The overall neointimal microstructure and cells observed in these implants are similar in substance to that observed upon the integrally textured fiber surfaces from both short- and long-term HeartMate implants.17–19
The preliminary in vivo studies have shown that a stable, durable, and adherent neointimal surface can be formed upon the particle-cast surfaces for periods up to 30 days. The implant of the sintered titanium case showed the formation of a continuous neointimal surface between the particle-cast diaphragm and the sintered case. The presence of calcification in all of the implants suggests that the bovine model may not be suitable for long-term testing of microtextured surfaces.
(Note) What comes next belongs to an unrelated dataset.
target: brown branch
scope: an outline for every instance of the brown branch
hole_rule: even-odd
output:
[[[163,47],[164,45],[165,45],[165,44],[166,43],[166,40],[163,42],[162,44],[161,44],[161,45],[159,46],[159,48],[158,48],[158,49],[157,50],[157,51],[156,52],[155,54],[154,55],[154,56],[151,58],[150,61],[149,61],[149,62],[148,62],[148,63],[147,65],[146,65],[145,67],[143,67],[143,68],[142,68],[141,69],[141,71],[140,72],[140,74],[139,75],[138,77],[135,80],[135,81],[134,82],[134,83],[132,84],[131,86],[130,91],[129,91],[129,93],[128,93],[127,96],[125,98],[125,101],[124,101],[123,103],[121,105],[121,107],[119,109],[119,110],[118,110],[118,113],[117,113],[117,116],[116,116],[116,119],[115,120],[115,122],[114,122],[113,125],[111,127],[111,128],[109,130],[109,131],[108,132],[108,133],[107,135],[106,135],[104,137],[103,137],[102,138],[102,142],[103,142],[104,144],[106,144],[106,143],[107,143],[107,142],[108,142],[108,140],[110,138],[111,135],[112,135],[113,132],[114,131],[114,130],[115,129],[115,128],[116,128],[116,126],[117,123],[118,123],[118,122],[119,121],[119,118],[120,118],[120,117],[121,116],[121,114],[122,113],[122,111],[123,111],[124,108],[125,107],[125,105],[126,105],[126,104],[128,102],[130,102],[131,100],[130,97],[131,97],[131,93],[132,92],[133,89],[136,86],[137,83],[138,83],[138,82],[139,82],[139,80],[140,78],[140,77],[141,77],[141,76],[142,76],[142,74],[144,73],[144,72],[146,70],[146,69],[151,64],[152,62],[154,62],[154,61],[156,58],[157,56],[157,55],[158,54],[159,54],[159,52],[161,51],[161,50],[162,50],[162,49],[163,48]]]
These preliminary results also suggest that cavity size has an effect on neointimal adhesion. As summarized in Table 1, implant 2 used surfaces cast from 32 to 53 μm particles, implant 3 used surfaces cast from 106 to 125 μm, and implant 4 used surfaces cast from 106 to 250 μm. The difference in adherence between these implants (“moderate” for implants 2 and 3 and “significant” for implant 4) is hypothesized to be associated with the different range of cavity sizes between the implants.
Based on these preliminary in vivo studies, we hypothesize that the integration of the neointima into the pores of the particle-cast surface is responsible for neointimal formation, morphology, and adherence to the particle-cast surfaces. As the neointima develops, it spreads into the pores located at the interface between the neointima and the particle-cast surface. These surface pores are illustrated in the top views of the surfaces illustrated in Figure 2. The neointima then spreads into the underlying pores (Figure 2) and becomes entrapped within these pores. This entrapment results in traction between the neointima and the underlying particle-cast surface.
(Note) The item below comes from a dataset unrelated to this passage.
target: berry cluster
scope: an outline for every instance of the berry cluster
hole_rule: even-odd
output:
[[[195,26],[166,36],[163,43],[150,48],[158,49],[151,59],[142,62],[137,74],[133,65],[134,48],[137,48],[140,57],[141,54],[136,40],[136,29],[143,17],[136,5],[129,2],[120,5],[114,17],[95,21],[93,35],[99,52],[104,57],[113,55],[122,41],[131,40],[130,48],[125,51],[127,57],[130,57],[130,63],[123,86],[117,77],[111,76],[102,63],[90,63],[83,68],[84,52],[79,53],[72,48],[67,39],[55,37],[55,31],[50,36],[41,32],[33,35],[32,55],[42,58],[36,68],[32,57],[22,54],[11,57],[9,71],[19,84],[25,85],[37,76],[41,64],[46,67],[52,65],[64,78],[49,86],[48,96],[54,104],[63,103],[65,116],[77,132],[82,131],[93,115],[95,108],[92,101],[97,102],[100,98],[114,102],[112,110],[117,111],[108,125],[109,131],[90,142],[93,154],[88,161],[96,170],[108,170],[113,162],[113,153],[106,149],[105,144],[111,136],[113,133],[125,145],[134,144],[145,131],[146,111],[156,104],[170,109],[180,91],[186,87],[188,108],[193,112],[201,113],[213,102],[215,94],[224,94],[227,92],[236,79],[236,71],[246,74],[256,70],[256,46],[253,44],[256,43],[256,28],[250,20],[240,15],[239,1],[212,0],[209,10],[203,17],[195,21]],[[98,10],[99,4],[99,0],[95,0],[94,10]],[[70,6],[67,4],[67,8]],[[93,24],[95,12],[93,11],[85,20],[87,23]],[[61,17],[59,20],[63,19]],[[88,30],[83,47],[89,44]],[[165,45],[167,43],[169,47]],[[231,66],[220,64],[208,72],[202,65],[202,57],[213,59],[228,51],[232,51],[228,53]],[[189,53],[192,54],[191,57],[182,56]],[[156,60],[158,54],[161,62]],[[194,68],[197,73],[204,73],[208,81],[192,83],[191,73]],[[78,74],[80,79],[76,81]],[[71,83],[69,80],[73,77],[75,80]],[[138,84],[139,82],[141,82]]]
It is important to note that the mechanism of neointimal adherence is different for the integrally textured fiber and particle-cast surfaces. For the integrally textured fiber surface, the neointima attaches to the underlying surface by entrapping the fibers. The neointima becomes integrated with the underlying pores for the particle-cast surface. Additional research is required to determine if this difference in adherence mechanism between the integrally textured fiber and particle-cast surfaces has an effect on the rate of thromboembolic complications and long-term neointimal durability.
Future implants with particle-cast surfaces will use the particle-cast surfaces in conjunction with the sintered titanium case used in implant 5. This sintered surface will have surface characteristics that are similar to the case used by the HeartMate. The combination of a sintered case with a particle-cast surface creates a pump that is similar to clinically available pumps that use textured blood-contacting surfaces. In addition, we will perform longer implants to determine the effects of particle-cast cavity size on long-term neointimal adherence. Multiple implants will also be performed to demonstrate repeatability.
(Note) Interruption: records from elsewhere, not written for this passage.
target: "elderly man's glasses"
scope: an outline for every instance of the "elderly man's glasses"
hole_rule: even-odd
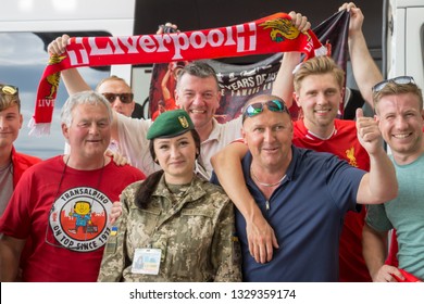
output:
[[[133,93],[120,93],[120,94],[115,94],[115,93],[102,93],[102,96],[104,96],[104,98],[105,98],[110,103],[115,102],[116,97],[120,98],[120,100],[121,100],[122,103],[132,103],[132,102],[133,102],[133,99],[134,99],[134,94],[133,94]]]
[[[263,106],[266,104],[267,110],[272,112],[286,112],[288,115],[290,113],[288,112],[288,109],[286,104],[279,100],[269,100],[265,102],[255,102],[249,104],[245,112],[242,113],[244,121],[246,117],[252,117],[263,112]]]
[[[414,78],[411,76],[399,76],[391,79],[383,80],[382,83],[376,84],[373,87],[373,92],[379,92],[388,83],[394,83],[397,85],[409,85],[409,84],[415,84]]]
[[[17,94],[17,91],[18,89],[15,86],[0,84],[0,93],[2,94],[14,96]]]

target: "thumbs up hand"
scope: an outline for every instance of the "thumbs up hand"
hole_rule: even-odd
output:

Testing in animals has shown that a stable neointimal layer can be formed upon particle-cast surfaces when incorporated within circulatory support devices. These preliminary results also indicate that the cavity size on these surfaces may have a significant effect on neointimal adhesion. Future research will identify the key cavity size, depth, and distribution that will minimize thromboembolic complications. These results can be used in the design of future circulatory support devices.
The authors wish to thank Christopher A. Siedlecki, PhD, Kimberly Griffith, Dennis Hicks, John Reibson, and other members of the Division of Artificial Organs for their significant contributions to this work.